Russian aggression translates into the political preferences of Estonians. It changed the poll support for the co-rulers of the centre-right and liberal Reform Party and the centre-left and populist Centre Party, which in mid-February each had around 20% of the vote. After the outbreak of war, the Centre Party, a group supported by a majority of Estonian ethnic Russians (about 25% of the population) and previously cooperating with Vladimir Putin’s United Russia, lost 5 percentage points. Centre immediately broke its Russian ties and expressed support for Ukraine, which let it partially recover from its losses as of the beginning of May, but it is still only at about half the level of the Reform Party, which has increased to 36%. The nationalist Conservative National Party, which before the invasion was the most popular single party, has dropped a few percentage points (to 19% in May), while the liberal, extra-parliamentary Eesti200, which even slightly led the polls in mid-February, is now at 13%. They all condemn the Russian aggression against Ukraine.

The Russian aggression has led to changes in Estonian security policy. Prime Minister Kallas does not point to a direct threat to Estonia and the other Baltic States from Russia, but points out that the invasion of Ukraine requires greater involvement by NATO in defence measures. That is why it supports adaptation of the Alliance’s strategy to the new reality, and also calls for increasing the presence of troops on the Eastern Flank. She reiterated these points in talks with UK Prime Minister Boris Johnson at the Estonian Tapa base where British soldiers are stationed as part of NATO’s enhanced Forward Presence (eFP), and in talks with U.S. Secretary of State Antony Blinken. At that time, she pointed to the need to develop air defences not only in Estonia but also in the other Baltic States. In 2022, the number of Alliance forces in Estonia almost doubled to 1,700.

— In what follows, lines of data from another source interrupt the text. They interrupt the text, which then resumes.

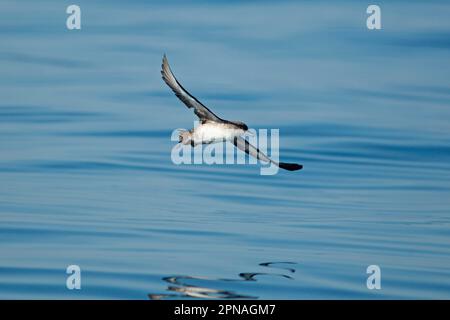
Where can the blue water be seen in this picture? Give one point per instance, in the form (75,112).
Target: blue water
(87,179)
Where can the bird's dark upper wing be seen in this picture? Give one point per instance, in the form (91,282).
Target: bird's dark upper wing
(245,146)
(189,100)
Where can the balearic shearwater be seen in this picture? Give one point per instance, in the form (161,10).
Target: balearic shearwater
(212,128)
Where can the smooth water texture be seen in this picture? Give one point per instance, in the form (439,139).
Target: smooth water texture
(87,179)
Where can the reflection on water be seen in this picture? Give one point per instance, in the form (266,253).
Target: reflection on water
(86,176)
(184,287)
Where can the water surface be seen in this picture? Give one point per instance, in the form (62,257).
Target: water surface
(87,179)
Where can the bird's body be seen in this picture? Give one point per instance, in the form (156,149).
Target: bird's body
(212,128)
(211,132)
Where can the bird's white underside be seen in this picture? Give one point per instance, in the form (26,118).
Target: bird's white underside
(214,132)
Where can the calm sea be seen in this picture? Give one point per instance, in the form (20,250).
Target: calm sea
(86,176)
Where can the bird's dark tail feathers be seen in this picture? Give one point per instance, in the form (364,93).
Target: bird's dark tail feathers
(290,166)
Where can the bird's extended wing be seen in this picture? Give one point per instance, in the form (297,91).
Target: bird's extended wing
(245,146)
(189,100)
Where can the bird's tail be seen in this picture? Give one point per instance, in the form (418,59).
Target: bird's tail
(290,166)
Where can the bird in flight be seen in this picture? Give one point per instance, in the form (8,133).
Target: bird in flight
(212,128)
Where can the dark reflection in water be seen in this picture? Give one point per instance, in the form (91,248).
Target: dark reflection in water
(183,288)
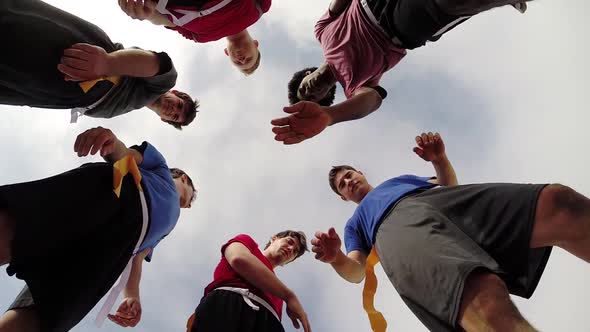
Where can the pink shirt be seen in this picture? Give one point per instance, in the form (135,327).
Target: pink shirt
(357,52)
(229,20)
(224,275)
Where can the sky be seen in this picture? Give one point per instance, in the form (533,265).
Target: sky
(507,92)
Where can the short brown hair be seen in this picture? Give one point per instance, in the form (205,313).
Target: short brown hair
(191,112)
(295,234)
(332,176)
(177,172)
(251,70)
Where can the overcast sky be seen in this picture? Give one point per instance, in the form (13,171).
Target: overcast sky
(507,92)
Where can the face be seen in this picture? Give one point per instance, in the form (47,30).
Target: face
(285,249)
(242,54)
(353,186)
(171,108)
(313,87)
(185,192)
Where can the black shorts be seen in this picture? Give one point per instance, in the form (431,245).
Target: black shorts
(226,311)
(414,22)
(430,243)
(73,238)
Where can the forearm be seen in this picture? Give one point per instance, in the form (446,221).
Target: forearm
(132,286)
(359,106)
(133,62)
(444,172)
(348,269)
(251,269)
(158,19)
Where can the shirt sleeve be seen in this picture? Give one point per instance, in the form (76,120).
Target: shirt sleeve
(264,5)
(164,80)
(353,239)
(243,239)
(152,158)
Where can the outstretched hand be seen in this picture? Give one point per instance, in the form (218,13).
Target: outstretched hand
(326,245)
(138,9)
(93,140)
(128,314)
(83,62)
(430,147)
(307,119)
(297,314)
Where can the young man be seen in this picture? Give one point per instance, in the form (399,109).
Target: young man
(245,294)
(204,21)
(455,252)
(70,236)
(363,39)
(56,60)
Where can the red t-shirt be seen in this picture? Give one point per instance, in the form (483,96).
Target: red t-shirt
(356,51)
(224,275)
(229,20)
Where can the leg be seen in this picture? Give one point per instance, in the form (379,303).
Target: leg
(6,236)
(472,7)
(562,219)
(20,320)
(486,306)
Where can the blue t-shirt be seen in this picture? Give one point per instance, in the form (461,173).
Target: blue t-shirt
(161,194)
(361,228)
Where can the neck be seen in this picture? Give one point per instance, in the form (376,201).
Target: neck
(365,195)
(238,36)
(274,261)
(326,74)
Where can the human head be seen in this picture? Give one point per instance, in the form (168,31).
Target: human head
(184,185)
(322,94)
(176,108)
(243,52)
(349,183)
(295,242)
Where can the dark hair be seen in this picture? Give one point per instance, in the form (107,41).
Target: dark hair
(177,172)
(295,81)
(295,234)
(332,175)
(191,106)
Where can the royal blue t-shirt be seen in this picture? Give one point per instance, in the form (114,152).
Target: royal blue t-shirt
(361,228)
(161,194)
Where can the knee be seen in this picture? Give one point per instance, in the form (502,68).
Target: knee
(485,296)
(563,199)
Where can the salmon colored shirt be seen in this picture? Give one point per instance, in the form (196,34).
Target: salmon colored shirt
(357,52)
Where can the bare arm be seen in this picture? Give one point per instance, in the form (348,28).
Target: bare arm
(431,147)
(338,6)
(101,139)
(352,267)
(364,102)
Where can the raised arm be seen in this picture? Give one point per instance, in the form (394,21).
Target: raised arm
(432,148)
(129,311)
(101,139)
(338,6)
(144,10)
(252,269)
(350,267)
(88,62)
(307,119)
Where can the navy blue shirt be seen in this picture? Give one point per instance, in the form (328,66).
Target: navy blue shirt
(361,228)
(161,194)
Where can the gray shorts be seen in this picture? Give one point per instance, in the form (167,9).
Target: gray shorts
(430,242)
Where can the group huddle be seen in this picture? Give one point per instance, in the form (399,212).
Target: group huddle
(454,252)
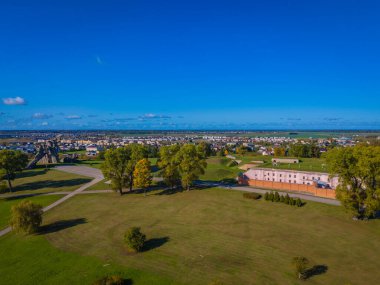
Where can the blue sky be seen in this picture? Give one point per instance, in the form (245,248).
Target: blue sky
(190,64)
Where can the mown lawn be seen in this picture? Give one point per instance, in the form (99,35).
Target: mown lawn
(33,260)
(42,180)
(218,169)
(7,203)
(200,236)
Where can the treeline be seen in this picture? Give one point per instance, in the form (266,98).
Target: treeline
(129,166)
(299,150)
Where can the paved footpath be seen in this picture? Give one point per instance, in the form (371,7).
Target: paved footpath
(91,172)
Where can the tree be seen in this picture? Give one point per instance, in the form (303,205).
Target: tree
(191,164)
(12,162)
(205,149)
(279,151)
(115,168)
(358,169)
(135,239)
(26,217)
(138,152)
(142,174)
(168,165)
(300,265)
(242,150)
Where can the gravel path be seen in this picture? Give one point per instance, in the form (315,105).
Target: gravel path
(81,170)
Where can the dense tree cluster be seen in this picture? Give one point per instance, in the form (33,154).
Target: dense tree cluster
(358,169)
(11,162)
(304,150)
(129,166)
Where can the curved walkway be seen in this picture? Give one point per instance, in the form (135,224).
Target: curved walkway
(82,170)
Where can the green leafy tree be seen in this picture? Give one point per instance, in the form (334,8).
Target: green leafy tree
(279,151)
(205,149)
(26,217)
(300,264)
(115,166)
(135,239)
(138,152)
(358,169)
(169,165)
(191,164)
(142,174)
(12,162)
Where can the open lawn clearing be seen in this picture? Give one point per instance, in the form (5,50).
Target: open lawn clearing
(33,260)
(42,180)
(218,169)
(7,203)
(202,235)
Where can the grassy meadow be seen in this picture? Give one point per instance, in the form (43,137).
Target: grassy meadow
(198,237)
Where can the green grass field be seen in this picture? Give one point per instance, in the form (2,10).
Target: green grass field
(306,164)
(194,238)
(7,203)
(218,169)
(40,180)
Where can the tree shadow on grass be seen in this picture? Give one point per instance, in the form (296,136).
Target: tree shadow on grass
(155,243)
(61,225)
(316,270)
(51,184)
(12,198)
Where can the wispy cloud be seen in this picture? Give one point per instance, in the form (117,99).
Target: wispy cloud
(41,116)
(73,117)
(14,101)
(153,116)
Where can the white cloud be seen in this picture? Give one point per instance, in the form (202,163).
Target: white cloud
(41,116)
(73,117)
(154,116)
(14,101)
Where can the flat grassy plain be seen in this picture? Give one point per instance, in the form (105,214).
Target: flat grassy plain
(41,180)
(196,237)
(306,164)
(7,203)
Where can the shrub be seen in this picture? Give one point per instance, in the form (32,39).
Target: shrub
(253,196)
(276,197)
(26,217)
(110,280)
(300,265)
(135,239)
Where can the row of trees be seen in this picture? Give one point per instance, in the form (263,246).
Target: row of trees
(11,162)
(129,166)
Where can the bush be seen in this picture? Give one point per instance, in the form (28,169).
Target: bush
(26,217)
(135,239)
(300,265)
(253,196)
(110,280)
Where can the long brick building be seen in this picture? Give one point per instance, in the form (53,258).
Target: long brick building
(315,183)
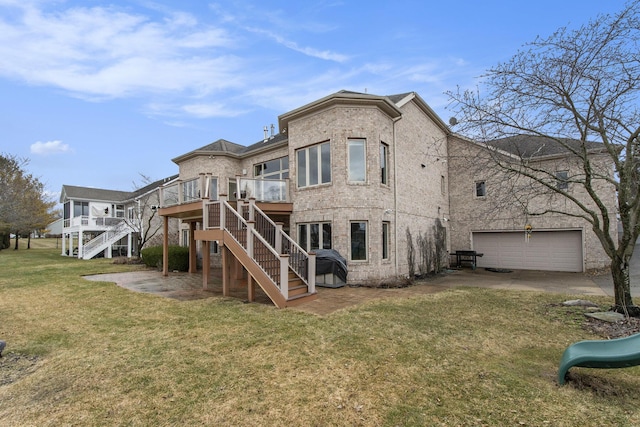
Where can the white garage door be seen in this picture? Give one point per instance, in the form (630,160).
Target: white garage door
(545,250)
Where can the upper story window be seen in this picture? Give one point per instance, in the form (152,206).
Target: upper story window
(481,189)
(562,180)
(357,160)
(80,209)
(386,226)
(190,190)
(314,165)
(213,188)
(384,163)
(273,169)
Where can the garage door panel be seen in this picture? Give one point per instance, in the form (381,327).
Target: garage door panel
(545,250)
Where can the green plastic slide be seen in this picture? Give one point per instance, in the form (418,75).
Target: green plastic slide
(615,353)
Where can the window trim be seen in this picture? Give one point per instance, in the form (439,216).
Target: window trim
(366,240)
(386,240)
(384,163)
(362,141)
(306,245)
(319,159)
(484,189)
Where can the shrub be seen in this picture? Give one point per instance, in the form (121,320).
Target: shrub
(178,257)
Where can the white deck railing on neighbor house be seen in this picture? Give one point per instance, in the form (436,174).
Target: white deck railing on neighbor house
(108,238)
(86,221)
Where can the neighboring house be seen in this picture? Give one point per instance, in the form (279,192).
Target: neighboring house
(486,206)
(99,222)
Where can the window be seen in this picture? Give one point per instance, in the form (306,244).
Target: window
(562,180)
(213,188)
(385,240)
(316,235)
(384,163)
(80,209)
(357,160)
(314,165)
(273,169)
(190,190)
(358,241)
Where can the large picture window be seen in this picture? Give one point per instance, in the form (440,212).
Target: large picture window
(314,235)
(357,160)
(314,165)
(359,240)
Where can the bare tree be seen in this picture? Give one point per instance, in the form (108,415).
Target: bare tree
(145,219)
(23,206)
(578,89)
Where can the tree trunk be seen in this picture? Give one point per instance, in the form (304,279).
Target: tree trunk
(622,288)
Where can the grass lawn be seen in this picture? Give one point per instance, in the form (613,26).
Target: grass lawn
(91,353)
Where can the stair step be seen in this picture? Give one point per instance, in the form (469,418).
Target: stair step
(301,298)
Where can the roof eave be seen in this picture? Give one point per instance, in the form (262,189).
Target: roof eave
(340,98)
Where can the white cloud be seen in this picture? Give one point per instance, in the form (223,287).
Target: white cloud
(49,147)
(106,53)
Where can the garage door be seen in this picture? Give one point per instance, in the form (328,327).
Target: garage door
(545,250)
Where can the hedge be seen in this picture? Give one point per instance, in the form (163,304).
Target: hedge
(178,257)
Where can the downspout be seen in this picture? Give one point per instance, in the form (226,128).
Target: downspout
(395,197)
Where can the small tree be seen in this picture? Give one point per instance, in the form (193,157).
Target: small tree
(146,221)
(575,88)
(23,205)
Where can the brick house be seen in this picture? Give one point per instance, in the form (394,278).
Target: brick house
(382,180)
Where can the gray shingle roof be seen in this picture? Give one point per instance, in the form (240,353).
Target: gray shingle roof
(540,146)
(99,194)
(88,193)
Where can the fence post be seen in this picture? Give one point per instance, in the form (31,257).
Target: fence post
(311,271)
(278,242)
(223,204)
(284,276)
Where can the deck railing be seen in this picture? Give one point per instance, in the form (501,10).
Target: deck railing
(188,191)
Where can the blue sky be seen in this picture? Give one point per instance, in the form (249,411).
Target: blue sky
(98,93)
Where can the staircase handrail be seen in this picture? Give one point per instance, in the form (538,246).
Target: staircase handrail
(298,257)
(248,244)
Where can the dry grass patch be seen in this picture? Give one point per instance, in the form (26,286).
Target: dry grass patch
(107,356)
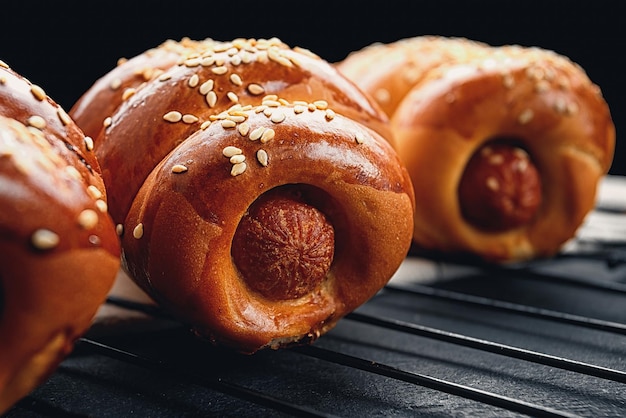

In the context of the NATO summit in Madrid scheduled for June this year, Estonia considers support for the Alliance’s open-door policy, the deepening of cooperation with the EU, and the development of new technologies as key. Therefore, Estonia positively assesses the membership perspective of Finland and Sweden as significantly strengthening security in the Baltic Sea region. It also advocates the development of European defence capabilities if they are compatible with the Alliance’s activities. It announces an increase in defence funding, from 2.31% of GDP in 2021 to 2.44% in 2023. The development of medium-range air defences will be a priority. Estonia is to modernise the Amari airbase and, together with Lithuania and Latvia, to acquire (by 2024) multiple-launch rocket artillery systems (MLRS) and additional airspace control radars. It also plans to strengthen cyber protection and further develop Estonia’s territorial defence grouping, the Defence League (Kaitseliit).

Conclusions and Perspectives

Estonia’s reaction stands out due to its strong support for Ukraine and its unequivocal attitude towards Russia, as well as the often-pioneering nature of its actions. While arming Ukraine, it points out that large-scale support is essential for the effective containment of Russian aggression. At the same time, Estonia supports Ukraine’s EU aspirations. In the context of NATO members increasing their defence potential in the region, Estonia points to the need to further strengthen the Eastern Flank and the need for membership of Finland and Sweden in the Alliance. This position means that Estonia continues to be one of Poland’s closest partners in eastern security matters.

Estonia’s determination to act for Ukraine is fostered by a broad political consensus, despite the significant percentage of the Russian-speaking population. Russia’s aggression also translates into support for the main political parties. This will be important during the parliamentary elections at the beginning of next year when Estonia’s opposition to Russia’s policy may become even more determined. It could lead to, for example, further limits on economic cooperation between the two countries.